On 11 July 2015, Guzmán escaped from the maximum-security Altiplano Prison. He used a drug tunnel, a method that has helped his cartel make billions (more than 100 tunnels have been discovered along the U.S.-Mexico border since the 1990s). The tunnel lay 10 m deep underground, and was 1.7 m tall and 75 cm in width. It was equipped with artificial light, air ducts, and high-quality construction materials.
More than 40 people were arrested in connection with Guzmán’s escape from Altiplano in 2014, but, although investigators also questioned El Chapo’s ties to a Sinaloa state legislator who visited the drug lord in his jail cell three months before his escape, the arrests limited to low level security agents including eight prison staffers and 15 federal agents.
In July 2015, U.S. law enforcement officials were quoted in the media saying that, during the year and a half that Guzmán was incarcerated, the U.S. Drug Enforcement Administration told Mexican officials that his relatives and associates were plotting various efforts to try to spring him from jail. In responding to these reports, Mexican officials said they had no information about whether they had received American warnings in the past.
In November 2015, chapo.proceso.com.mx released a highly-detailed article based on intelligence reports obtained by Mexicoleaks, describing how recorded conversations of the Sinaloa Cartel chief and evidence gathered by his guards should have alerted authorities to a potential escape attempt months before he broke out of Altiplano maximum security prison in July 2014.
According to the report, federal police documented conversations that showed El Chapo was using his lawyers, officials from Mexico’s Interior Ministry, and fellow inmates to try and gain access to maps of the prison layout. Analysis of the reports was submitted to an Intelligence Commissioner, the head of the National Security Commission and the Interior Minister Miguel Angel Osorio Chong, but there is no evidence they were acted on.
The intelligence identified El Chapo’s lawyer as the person who had been tasked with obtaining the plans because of his knowledge of “official hierarchies in penitentiary centers and other government institutions”. One report on his efforts made reference to “a friend who ranks above Celina Oseguera Parra”, the then general director of Mexico’s federal prisons, who was arrested for her alleged role in El Chapo’s escape. According to chapo.proceso.com.mx, this connection could only have been Mexico’s National Security Commissioner Monte Alejandro Rubido Garcia, Minister of the Interior Osorio Chong, or then head of the prison system Ignacio Hernandez Mora.

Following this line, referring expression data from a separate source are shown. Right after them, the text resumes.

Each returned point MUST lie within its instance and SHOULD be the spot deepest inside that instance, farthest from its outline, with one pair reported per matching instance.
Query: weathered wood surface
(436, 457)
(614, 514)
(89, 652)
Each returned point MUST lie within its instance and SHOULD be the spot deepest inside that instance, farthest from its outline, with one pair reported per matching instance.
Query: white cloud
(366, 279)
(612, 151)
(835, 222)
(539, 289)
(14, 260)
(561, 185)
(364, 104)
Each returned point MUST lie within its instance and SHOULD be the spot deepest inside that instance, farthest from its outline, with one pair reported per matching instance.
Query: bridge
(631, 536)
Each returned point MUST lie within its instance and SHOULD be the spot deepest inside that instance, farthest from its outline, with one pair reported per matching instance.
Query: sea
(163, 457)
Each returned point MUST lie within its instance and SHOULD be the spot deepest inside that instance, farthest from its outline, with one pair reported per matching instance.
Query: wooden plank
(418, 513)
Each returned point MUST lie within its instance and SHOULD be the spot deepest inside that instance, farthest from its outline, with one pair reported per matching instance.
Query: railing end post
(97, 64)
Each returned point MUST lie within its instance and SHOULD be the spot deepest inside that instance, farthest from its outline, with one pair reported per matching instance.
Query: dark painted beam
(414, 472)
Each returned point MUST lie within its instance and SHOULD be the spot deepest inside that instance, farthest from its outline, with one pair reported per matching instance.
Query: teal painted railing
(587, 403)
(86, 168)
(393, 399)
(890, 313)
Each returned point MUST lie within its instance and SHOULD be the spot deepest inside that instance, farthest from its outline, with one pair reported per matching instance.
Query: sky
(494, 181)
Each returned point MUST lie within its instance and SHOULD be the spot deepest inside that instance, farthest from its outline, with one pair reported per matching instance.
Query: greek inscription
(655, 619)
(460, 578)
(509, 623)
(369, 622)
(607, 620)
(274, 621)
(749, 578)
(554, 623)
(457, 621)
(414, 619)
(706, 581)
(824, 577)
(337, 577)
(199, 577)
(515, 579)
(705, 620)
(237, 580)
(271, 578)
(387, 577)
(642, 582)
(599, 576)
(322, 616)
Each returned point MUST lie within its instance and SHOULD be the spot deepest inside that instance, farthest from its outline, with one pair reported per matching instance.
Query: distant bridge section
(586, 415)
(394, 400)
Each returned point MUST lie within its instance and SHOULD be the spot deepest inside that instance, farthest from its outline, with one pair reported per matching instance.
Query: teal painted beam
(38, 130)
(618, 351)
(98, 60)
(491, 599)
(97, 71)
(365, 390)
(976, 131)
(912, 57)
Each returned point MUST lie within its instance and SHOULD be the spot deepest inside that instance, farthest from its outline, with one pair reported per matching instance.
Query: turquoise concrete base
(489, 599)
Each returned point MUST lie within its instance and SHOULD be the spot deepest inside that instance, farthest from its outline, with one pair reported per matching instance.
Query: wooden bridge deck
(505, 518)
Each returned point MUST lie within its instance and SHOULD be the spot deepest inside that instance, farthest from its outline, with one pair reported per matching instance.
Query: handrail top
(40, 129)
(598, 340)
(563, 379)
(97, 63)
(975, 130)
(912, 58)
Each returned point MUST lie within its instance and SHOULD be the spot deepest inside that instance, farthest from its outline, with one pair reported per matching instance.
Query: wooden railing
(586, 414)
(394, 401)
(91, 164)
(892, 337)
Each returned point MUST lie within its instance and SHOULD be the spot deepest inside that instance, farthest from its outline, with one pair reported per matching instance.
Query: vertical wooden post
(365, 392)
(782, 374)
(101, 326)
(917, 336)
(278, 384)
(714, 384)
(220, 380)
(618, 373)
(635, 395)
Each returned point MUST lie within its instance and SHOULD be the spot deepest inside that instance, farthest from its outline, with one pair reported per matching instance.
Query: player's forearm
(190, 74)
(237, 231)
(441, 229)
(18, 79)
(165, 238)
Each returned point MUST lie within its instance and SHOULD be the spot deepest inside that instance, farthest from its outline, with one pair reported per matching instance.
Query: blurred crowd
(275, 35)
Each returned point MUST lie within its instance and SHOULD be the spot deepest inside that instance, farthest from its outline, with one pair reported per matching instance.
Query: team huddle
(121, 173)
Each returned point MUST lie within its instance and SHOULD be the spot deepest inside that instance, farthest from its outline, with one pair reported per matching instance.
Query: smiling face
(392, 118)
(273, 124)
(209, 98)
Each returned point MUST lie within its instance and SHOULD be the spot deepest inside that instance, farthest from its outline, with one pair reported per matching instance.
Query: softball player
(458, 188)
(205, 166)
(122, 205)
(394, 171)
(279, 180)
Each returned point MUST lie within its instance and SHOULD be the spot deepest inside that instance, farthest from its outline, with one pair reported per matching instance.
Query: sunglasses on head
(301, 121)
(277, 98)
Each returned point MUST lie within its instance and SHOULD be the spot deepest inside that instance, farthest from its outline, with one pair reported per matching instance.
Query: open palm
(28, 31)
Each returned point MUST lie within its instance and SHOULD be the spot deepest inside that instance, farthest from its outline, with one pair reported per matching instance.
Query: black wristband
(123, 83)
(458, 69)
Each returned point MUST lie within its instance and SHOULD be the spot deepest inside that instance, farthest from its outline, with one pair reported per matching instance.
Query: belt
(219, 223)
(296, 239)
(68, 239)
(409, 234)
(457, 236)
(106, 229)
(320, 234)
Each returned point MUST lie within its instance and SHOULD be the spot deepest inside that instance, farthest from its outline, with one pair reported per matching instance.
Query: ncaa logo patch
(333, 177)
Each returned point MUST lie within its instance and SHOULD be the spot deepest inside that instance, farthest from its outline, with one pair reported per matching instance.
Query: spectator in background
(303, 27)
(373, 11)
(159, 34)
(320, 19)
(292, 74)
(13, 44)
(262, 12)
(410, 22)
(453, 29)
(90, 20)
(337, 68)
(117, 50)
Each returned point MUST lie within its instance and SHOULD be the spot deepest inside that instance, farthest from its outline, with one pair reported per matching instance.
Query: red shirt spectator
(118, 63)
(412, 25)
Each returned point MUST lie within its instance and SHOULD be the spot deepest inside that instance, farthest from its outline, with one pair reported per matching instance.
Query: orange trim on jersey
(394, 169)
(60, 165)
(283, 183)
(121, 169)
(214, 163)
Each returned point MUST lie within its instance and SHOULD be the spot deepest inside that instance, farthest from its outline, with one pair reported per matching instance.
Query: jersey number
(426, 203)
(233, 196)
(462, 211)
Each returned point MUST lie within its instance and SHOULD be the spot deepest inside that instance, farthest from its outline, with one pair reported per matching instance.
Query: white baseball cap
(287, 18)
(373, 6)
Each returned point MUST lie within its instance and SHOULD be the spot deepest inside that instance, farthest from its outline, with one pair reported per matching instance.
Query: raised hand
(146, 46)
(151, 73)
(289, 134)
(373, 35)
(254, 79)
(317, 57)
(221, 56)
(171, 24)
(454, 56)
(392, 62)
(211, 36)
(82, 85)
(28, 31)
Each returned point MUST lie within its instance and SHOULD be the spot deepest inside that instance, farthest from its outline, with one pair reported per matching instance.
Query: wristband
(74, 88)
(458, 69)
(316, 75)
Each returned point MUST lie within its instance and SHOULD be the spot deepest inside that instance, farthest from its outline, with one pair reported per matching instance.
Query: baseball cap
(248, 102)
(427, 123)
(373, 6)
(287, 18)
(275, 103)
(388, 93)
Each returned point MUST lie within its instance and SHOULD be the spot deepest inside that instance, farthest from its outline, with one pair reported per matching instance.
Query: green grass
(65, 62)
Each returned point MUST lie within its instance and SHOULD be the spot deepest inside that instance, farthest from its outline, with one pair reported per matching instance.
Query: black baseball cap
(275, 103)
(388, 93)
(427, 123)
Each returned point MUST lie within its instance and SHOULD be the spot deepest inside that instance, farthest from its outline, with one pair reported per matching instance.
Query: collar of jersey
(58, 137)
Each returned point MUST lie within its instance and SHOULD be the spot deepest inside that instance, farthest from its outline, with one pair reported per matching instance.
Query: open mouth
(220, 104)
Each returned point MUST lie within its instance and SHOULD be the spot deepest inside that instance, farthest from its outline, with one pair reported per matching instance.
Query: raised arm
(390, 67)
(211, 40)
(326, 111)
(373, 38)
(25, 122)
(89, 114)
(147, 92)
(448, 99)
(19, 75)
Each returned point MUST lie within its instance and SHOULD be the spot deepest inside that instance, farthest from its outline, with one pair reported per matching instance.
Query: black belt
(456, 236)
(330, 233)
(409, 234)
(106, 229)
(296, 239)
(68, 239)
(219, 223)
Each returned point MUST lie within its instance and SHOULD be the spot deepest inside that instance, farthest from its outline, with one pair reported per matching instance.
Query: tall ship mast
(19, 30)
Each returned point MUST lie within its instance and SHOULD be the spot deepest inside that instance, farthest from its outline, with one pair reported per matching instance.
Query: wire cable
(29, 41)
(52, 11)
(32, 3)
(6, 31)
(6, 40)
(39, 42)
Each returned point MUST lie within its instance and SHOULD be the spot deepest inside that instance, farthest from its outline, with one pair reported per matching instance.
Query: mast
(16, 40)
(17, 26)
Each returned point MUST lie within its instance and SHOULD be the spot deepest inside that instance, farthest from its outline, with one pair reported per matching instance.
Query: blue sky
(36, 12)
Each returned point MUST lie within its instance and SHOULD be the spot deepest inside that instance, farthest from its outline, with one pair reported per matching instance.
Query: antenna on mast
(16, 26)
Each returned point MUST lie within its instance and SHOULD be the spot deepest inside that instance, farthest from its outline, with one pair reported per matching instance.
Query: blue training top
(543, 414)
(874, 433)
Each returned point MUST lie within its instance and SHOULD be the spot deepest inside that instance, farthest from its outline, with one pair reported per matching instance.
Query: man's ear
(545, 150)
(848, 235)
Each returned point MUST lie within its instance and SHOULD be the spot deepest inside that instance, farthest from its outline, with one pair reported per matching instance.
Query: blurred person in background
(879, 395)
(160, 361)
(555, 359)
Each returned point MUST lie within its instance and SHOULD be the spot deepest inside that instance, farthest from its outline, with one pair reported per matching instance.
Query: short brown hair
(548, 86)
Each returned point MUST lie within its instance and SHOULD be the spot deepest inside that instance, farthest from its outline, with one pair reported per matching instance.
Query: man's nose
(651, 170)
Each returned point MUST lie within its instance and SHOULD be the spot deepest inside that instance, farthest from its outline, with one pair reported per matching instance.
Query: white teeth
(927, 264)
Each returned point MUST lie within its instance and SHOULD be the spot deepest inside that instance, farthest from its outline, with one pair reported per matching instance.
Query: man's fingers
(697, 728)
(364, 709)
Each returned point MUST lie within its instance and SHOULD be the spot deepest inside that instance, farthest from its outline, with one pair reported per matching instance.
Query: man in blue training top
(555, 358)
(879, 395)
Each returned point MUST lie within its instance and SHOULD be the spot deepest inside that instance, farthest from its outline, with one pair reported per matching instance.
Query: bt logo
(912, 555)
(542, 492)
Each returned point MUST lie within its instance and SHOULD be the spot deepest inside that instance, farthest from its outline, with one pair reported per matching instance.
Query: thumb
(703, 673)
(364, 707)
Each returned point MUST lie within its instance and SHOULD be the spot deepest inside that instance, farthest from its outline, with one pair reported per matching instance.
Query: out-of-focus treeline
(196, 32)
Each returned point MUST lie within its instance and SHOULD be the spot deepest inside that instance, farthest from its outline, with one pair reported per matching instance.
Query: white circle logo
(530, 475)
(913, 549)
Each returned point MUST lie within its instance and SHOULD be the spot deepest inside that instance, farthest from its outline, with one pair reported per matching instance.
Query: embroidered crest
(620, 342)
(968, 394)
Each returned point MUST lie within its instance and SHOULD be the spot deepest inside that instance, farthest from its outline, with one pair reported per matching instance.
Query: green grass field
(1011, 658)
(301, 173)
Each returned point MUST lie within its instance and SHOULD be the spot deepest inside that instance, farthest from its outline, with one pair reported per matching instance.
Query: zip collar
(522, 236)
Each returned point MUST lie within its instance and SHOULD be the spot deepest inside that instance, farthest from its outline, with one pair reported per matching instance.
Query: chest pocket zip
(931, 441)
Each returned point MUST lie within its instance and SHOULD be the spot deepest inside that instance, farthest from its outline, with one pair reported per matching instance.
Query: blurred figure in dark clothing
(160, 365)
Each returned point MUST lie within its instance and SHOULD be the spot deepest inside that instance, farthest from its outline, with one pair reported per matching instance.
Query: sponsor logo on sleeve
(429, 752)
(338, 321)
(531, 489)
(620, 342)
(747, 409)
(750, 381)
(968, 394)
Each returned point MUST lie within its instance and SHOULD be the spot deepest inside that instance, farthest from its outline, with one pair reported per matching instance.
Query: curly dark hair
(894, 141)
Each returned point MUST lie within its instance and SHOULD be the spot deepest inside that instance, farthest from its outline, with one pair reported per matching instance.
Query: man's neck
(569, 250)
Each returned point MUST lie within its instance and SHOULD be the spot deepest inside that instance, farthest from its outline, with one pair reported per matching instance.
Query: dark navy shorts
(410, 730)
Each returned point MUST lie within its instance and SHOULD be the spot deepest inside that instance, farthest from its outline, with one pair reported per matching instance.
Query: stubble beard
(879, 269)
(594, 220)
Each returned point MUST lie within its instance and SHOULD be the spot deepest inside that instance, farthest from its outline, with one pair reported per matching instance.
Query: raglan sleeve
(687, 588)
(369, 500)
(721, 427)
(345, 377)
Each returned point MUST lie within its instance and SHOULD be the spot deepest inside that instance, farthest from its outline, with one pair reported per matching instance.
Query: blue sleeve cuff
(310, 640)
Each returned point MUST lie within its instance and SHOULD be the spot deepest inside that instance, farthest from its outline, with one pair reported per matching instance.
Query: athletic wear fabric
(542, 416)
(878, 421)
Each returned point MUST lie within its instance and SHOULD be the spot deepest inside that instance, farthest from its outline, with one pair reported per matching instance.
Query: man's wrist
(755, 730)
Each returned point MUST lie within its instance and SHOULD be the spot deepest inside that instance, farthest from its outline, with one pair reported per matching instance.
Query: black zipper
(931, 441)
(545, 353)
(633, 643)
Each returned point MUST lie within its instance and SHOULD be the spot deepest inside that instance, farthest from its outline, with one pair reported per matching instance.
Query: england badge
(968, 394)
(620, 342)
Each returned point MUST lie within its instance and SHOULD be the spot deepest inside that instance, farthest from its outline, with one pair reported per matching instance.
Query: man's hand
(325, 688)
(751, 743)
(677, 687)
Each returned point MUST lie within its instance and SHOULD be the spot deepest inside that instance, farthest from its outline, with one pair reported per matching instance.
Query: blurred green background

“As soon as possible” in Mexican time
On 22 January 2016, Mexican President Enrique Peña Nieto announced that his government is working to extradite Joaquín “El Chapo” Guzmán to the United States “as soon as possible” to face multiple federal drug trafficking charges. But that could take months, or even years. Other Mexican drug lords have been extradited to the U.S., but only after several years of fighting their extradition through a series of court filings.
El Chapo had also previously been imprisoned in 1993. While still in prison in Mexico he was indicted in United States on drug and money laundering charges. In 2001, shortly after the Supreme Court of Mexico had ruled in favour of his extradition, Guzmán managed to escape by hiding in a laundry cart and aided by bribed prison guards.
Guzmán knows the details about which top politicians, law enforcement and military leaders have been corrupted by the various Mexican drug cartels. Can Mexico’s trouble-plagued judicial and political systems keep Guzmán locked up long enough this time to extradite him to U.S.?
As for politicians, El Chapo seems certain that he has nothing to be afraid of. “Talking about politicians, he said to Sean Penn, I keep my opinion to myself. They go do their thing and I do mine.”